Saturday, May 9, 2015

on rtfm, from a manual reader

Sometimes you're reading and researching online and you get to a post where someone is asking something very basic, or is very misinformed, and a peanut gallery lurker will inevitably step forward and suggest that the poor sap "read the fucking manual", or rtfm.  When this happens, I cheer - manpages are the bedrock of unix; once you've consumed one, you should be 100% competent in the use of that tool.

But sometimes it doesn't work out like it should.  The ip and sudoers manpages are notorious disasters.  (At one point I remember reading an in-depth writeup about what went wrong with the creation of iproute2, but I can't find it now.  If anyone else has the link, please send it to me!)

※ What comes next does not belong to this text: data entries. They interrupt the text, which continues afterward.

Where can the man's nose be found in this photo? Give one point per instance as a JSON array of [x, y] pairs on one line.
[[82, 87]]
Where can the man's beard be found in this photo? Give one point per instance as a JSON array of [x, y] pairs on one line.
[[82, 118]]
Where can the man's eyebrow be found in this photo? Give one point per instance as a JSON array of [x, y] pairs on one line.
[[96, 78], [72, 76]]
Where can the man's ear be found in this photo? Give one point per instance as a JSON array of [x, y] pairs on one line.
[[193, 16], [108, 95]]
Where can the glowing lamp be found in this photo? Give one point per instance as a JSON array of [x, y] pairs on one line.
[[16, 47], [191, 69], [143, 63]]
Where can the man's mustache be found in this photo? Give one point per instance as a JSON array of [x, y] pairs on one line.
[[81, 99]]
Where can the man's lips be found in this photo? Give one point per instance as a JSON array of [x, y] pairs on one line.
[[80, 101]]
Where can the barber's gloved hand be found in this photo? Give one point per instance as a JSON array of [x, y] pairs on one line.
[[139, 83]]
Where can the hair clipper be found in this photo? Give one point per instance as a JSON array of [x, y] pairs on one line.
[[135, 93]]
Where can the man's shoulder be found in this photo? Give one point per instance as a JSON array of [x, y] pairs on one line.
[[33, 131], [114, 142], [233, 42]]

Despite some gripes I have with the command interface - the primary operations are too dangerous, so there should be no short options - mdadm has a decent manpage.  But today I came across an insane, inscrutable gem:

These same layouts are available for RAID6.  There are also  4  layouts  that  will provide  an  intermediate stage for converting between RAID5 and RAID6.  These provide a layout which is identical to the corresponding RAID5 layout on the first N-1 devices,  and has the 'Q' syndrome (the second 'parity' block used by RAID6) on the last device.  These layouts are: left-symmetric-6, right-symmetric-6, left-asymmetric-6, right-asymmetric-6, and parity-first-6.


What is the "Q" syndrome??  What does it all mean??  Google came up empty.  The world may never know.